The third reason for counting wildlife is to determine distribution – where are the animals? This is once again normally linked to the growth of vegetation, which is linked to rainfall. Not only is rainfall highly variable and unpredictable from year to year, but also spatially over the landscape. It is all too common for one area to receive 25 mm during a rainfall event while just 2 km away only 5 mm of rain falls. As a result, animals move over large areas. Because numbers decline in one area does not necessarily mean that the population has declined. It is more likely that the animals have moved. Monitoring large areas is most important to fully understand what is happening to the wildlife resource.
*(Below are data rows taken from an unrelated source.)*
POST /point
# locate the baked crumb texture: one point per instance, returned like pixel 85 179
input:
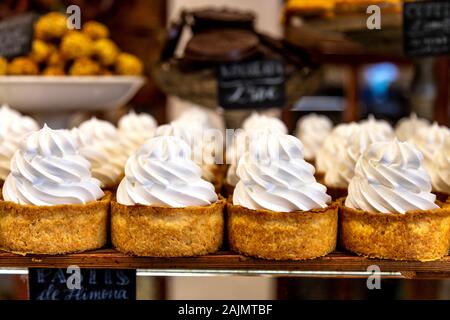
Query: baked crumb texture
pixel 28 229
pixel 281 235
pixel 167 232
pixel 415 235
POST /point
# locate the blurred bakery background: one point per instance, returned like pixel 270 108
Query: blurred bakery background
pixel 334 67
For the purpose of Fixed Route Counts, the area to be counted is usually divided into manageable-sized landscape categories. These may include gravel and sandy plains, incised rocky terrain, broken granite outcrops, ephemeral river courses, and so on. Routes are carefully selected through each of these landscapes, with a sample intensity of about 300–500 hectares per kilometre of road surveyed. These routes are standardised as much as possible, to ensure that changes detected from count to count are a result of wildlife abundance changes, and not because of different methods used. This means that exactly the same route, travelling in the same direction and with the same speed, with the same type of vehicle, starting at the same time, applying the same rules and recording all observations on standardised forms, are carried out in the same month of each year. Typically teams of 4-6 people, familiar with the specific route, carry out the counts, starting early in the morning while conditions are cool and visibility is good.

The teams start their counts at the precise time set for each route. As they travel along their route, they record each animal sighted, the species, numbers and age classes. They record the distance of the animal(s) from the road and record the exact location on a grid map. The information on the distance of each sighting from the road is used to calculate correction factors for each species. Fewer animals are observed at 400 m from the road than at 50 m. Also, some species are easier to see than others – giraffe for example, compared to steenbok.

At the end of each count, the teams gather to tally up the numbers for each species they have seen and to compare notes. These are then checked and entered into a spreadsheet. The spreadsheet automatically calculates the numbers of each species seen per 100 km travelled, to give us trend information. It produces distribution maps and applies the necessary correction factors to give population estimates. The results of the game count are then discussed and hotly debated, as the counters try and understand the changes that have taken place and what has caused them.

This article appeared in the 2005/6 edition of Conservation and the Environment in Namibia.